Our nation is now facing one of the most tumultuous political moments that we are likely to experience in our lifetime.  (After all that we have seen over the years that is saying a great deal.)  We are in the midst of a presidential election where the train seems to have jettisoned off the tracks for both parties.  The mood of the electorate is surly and combative.  Add to that the death of a supreme court justice. It almost seems God is giving a modern-day Allen Drury a rough draft for a new novel!

If there was ever a time for statesmen from both parties to stand up and be counted as Americans instead of party regulars this would be the moment.

I will be the first to admit my gut reacted negatively to the vote cast by Feingold for the office of attorney general.  I was upset by the vote.  My political mood in early 2001 was in no mood for moving on and forgetting what had transpired over the weeks following the previous year’s general election.   But my head knew that Feingold was right.  Logic and reason are sometimes slow to triumph over our base emotions.   But are we not glad they do?

That very fact is why we need level-headed statesman to take a stand now in favor of the constitution and the process that needs to play out as we work to seat a new justice on the high court.  At this time we need leaders like Feingold proved himself to be in 2001.  We need elected folks who have the courage to lead our nation forward with bi-partisan firmness and the added desire of lowering the temperature of the polarizing politics that has fastened itself to this nomination.

I fully grasp the contentious nature of what is now unfolding.  But I hold firm that far more important than any citizen’s personal feelings about the future nominee for the court is the fact we all must make sure the process of governing is allowed to function.

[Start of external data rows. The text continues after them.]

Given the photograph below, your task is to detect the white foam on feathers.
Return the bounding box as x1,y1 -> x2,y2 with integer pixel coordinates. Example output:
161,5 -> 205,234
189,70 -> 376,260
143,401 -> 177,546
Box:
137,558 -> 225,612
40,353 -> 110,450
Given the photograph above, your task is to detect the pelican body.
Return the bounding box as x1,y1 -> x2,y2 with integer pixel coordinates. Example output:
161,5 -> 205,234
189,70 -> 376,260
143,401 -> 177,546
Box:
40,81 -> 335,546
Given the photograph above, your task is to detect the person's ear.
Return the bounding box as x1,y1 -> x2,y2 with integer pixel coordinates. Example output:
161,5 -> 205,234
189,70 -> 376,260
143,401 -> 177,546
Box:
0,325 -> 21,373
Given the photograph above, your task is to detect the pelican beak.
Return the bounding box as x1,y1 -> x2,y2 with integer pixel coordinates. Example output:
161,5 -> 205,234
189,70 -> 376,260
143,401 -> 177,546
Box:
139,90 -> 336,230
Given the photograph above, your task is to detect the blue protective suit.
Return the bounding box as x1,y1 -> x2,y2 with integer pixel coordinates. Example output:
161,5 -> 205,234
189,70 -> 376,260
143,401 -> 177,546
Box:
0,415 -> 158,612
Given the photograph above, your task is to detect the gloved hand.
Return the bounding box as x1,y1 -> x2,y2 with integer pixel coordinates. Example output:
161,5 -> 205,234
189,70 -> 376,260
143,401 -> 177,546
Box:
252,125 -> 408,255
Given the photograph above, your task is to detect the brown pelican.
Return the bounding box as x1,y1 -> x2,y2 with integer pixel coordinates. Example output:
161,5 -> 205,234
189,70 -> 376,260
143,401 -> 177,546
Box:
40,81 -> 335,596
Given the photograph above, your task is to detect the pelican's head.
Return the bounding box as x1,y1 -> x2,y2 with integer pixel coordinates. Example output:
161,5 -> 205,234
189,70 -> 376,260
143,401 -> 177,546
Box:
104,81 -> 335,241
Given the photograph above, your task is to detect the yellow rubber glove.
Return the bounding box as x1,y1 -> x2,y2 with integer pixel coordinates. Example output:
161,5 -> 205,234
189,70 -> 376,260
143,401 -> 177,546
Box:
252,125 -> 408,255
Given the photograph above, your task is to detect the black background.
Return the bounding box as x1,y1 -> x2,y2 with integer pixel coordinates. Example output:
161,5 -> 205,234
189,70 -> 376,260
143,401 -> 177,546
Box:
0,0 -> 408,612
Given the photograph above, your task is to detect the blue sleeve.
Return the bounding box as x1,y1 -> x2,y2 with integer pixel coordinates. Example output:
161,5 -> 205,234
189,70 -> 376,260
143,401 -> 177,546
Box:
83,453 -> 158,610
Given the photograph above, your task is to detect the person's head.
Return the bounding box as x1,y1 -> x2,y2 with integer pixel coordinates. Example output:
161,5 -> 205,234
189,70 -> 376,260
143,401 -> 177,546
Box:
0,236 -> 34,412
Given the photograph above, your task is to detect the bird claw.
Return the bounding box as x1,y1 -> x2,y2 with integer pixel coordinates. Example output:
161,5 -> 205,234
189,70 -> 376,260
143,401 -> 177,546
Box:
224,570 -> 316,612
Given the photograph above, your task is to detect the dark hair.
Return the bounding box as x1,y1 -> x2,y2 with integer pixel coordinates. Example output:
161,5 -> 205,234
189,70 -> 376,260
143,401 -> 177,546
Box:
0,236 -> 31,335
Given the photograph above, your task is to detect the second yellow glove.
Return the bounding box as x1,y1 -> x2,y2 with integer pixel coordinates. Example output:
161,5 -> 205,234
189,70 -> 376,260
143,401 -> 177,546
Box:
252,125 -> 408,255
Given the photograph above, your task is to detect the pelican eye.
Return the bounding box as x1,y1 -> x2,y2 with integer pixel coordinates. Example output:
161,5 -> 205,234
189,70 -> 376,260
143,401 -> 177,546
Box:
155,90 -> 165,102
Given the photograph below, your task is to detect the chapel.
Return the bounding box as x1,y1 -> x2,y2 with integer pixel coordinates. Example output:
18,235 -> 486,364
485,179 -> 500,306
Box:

Feingold proved in another hard-fought political season that all it takes is for someone to stand up and be counted.

2 Comments leave one →
  1. February 18, 2016 11:27 AM

    The senators were only able to take the action you describe because the process was allowed to play out–the president nominated and the confirmation proceeded. This matter of a court selection being able to be made by Obama was allowed for in the last election. A presidential term is four years, not the amount of time that a majority leader of the senate wishes it to be. McConnell also stated after the mid-terms that he wanted to prove the senate could function for the people and that Republicans were able to govern. I think that test is now set up for all to see.

  2. February 18, 2016 10:38 AM

    With all due respect, Greg, your analogy is off base. One may well agree that a president is entitled to a cabinet of his choosing. It IS the president’s cabinet, after all. The U.S. Supreme Court is a different matter. As Russ Feingold himself proved when, in January 2006, Russ was one of 25 Democrats who voted against cloture (i.e. in favor of filibustering) George W. Bush’s nomination of Samuel Alito. He joined Barack Obama, Hillary Clinton, John Kerry, Joe Biden, Harry Reid, and Chuck Schumer — among others. Your cabinet analogy, in fact, only supports Majority Leader McConnell’s point: allow the people of the U.S. to decide the matter in a presidential election. That is what happened in 2001 with W’s nomination of John Ashcroft as his A.G.